Целеполагающее поведение есть свойство системных объектов, выражающее их способность к саморегуляции. Нет сомнения, что индивидуальное развитие есть целостная динамическая система, последовательно корректирующая свое состояние через обратные связи в сторону конечного равновесия, т.е. взрослой нормы (Waddington, 1957; Светлов, 1972; Шишкин, 2006).

Все проявления целостности развития, выявляемые эмбриологией, в конечном счете являются выражением его целенаправленности. Прежде всего, это уменьшение размаха изменчивости в ходе развития, установленное еще Бэром. Во-вторых, это явление эквифинальности или устойчивости итога процесса по отношению к способам его осуществления (Roux, 1896; Driesch, 1908). Данное свойство имеет множество проявлений, касающихся как взрослых, так и “установочных” провизорных стадий развития, например, способа гаструляции у многих первичноротых. Эти свойства могут обнаруживаться как экспериментально (разные пути регенерации особи, развитие полноценных зародышей из разделенных бластомеров или же самосборка последних в одно целое), так и в нормальном развитии. К последнему случаю, прежде всего, относятся альтернативные пути размножения (половое и вегетативное) или типы развития (прямое или с метаморфозом) у одних и тех же или близких видов, причем исходные стадии онтогенетического цикла могут быть предельно различны.

В более широком смысле феномен эквифинальности проявляется на уровне исторических изменений, когда одно и то же свойство организации может осуществляться в развитии у предка и потомков на разной формативной основе (см. ниже).

Если говорить о частных процессах, составляющих развитие, то их целеполагающий характер наиболее отчетлив в морфогенезах регуляционного типа, проявляясь, например, в таких феноменах как множественное обеспечение формообразовательных актов или способность компетентного зачатка к одной и той же реакции в ответ на широкий спектр экспериментальных индукционных воздействий.

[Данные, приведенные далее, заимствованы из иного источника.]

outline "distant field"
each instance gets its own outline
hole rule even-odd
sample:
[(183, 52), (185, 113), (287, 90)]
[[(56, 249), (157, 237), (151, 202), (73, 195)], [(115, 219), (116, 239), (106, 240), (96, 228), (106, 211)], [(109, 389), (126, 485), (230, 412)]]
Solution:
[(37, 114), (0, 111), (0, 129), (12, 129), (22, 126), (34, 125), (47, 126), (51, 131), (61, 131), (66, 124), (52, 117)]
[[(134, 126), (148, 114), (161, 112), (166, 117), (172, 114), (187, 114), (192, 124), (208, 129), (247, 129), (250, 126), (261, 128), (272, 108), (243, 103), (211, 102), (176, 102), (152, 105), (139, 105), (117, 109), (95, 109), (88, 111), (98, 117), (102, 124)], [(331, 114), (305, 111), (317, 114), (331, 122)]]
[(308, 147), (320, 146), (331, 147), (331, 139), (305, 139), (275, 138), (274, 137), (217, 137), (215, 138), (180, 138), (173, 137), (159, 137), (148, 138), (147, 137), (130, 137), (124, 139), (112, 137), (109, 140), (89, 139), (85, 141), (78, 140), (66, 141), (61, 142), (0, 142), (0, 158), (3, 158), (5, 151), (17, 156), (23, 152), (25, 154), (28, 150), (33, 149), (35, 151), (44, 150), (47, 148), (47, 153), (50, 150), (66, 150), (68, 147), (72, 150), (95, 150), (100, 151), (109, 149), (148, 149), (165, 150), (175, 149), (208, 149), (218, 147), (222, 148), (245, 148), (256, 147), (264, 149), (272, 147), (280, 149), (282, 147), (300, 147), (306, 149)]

Главное обобщение эмбриологии, касающееся направленности онтогенеза, одновременно выражает свойственное ей понимание механизма этого процесса. Это представление о целостной детерминации развития, присутствующей уже в зиготе и предопределяющей формирование всех черт организации по принципу от общего к частному (Baer, 1828; Гертвиг, 1895; Светлов, 1964). Весь ход событий, по выражению П.Г. Светлова, рассматривается здесь как “врисовывание” последовательных актов дифференциации в рамки контролирующего их общего плана развития. Развитие понимается как эпигенез, т.е. нарастание многообразия составляющих его факторов в рамках их интегральной обусловленности. Этот принцип подразумевает отсутствие прямых причинных зависимостей между свойствами организма и частными структурами зародышевой клетки.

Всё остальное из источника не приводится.